In the wake of the Colorado horrors, lots of people want to know why gun control is not on the national agenda, with the usual responses about feckless liberals. While I certainly never hesitate to castigate the invertebracy of progressives, I think that there is a simpler answer:
Violent crime went down.
Crime rates are at lows not seen since the early 1960’s. Even in the era of shrinking police budgets, violent crimes are sharply down from their heights in the 70’s, 80’s, and early 90’s. It makes sense to try to solve the problems you have, not the problems that you used to have. (I should quickly add that this in no way should be taken to undermine Mark’s crime control research agenda, which I think is superb and should be immediately and lavishly funded!)
I think that this really highlights the often-mentioned difference between American progressives and conservatives. Progressives are basically pragmatists, trying to solve public policy problems. Conservatives see everything as a matter of High Principle, even when the principle itself is obscure (e.g. foaming at the mouth about “liberty” in the health care context but not caring one whit about it when it comes to surveillance, state secrets, or other civil liberties). Progressives began to support gun control because it seemed like a useful way to reduce violence. Despite the fantasies swirling around the fever swamps on the Right, there was no conspiracy. Many progressives might not understand or take to gun culture, but they — we — don’t have a problem with it as long as it doesn’t hurt anyone.

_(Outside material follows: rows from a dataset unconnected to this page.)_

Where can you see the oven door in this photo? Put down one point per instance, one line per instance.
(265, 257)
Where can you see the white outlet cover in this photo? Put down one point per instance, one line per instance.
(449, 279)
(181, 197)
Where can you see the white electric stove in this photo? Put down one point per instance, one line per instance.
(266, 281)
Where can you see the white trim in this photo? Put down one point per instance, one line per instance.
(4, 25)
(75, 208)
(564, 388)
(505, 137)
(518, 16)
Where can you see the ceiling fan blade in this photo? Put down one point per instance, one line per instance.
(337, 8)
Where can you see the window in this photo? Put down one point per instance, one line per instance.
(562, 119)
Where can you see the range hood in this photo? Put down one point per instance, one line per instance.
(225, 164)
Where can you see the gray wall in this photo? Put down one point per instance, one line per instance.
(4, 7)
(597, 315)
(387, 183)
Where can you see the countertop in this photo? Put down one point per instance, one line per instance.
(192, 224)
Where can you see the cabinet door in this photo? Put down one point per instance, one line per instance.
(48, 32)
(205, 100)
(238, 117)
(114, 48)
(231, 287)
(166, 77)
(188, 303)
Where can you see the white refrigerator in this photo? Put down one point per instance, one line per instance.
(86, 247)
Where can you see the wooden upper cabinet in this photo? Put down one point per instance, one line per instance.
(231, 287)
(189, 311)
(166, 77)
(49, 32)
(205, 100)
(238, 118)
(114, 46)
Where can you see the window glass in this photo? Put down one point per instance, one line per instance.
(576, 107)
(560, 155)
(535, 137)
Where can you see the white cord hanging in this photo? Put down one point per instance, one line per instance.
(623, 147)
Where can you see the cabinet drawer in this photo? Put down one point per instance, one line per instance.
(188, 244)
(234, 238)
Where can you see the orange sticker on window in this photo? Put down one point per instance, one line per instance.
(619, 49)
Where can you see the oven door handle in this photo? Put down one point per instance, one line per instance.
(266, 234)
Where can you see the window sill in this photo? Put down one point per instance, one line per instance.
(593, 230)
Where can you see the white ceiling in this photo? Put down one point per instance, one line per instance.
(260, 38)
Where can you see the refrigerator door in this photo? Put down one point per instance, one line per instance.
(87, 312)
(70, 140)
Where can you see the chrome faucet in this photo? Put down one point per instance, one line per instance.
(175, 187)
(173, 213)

Note how this turns one of traditional calumnies against liberalism on its head. American progressives actually don’t have abstract utopian dreams of how to engineer society. They — we — see a problem and say: okay, how can we fix it? It is conservatives who actually revel in abstractions, whether it was the “activity/inactivity” distinction made famous in the health care cases, or the “free market” that exists nowhere but in the imagination of the Cato Institute, or the “policy of strength” that now animates right-wing foreign policy “thinkers” totally untethered from any actual facts about the world, or even strange fears of same-sex marriage undermining traditional marriage with no notion of how that would actually work.
Of course, sensible gun controls like limiting high-capacity magazines (which might have saved lives in Colorado) or closing gun show loopholes are clearly good policy. But they aren’t as salient because of the reduction in violence.
I wish that conditions warranted caving on all issues. If conservatives have an actual plan to cover the uninsured, and it could actually work, I’m sure progressives would join them. The Right would then abandon their policy. Oh, wait: that already happened.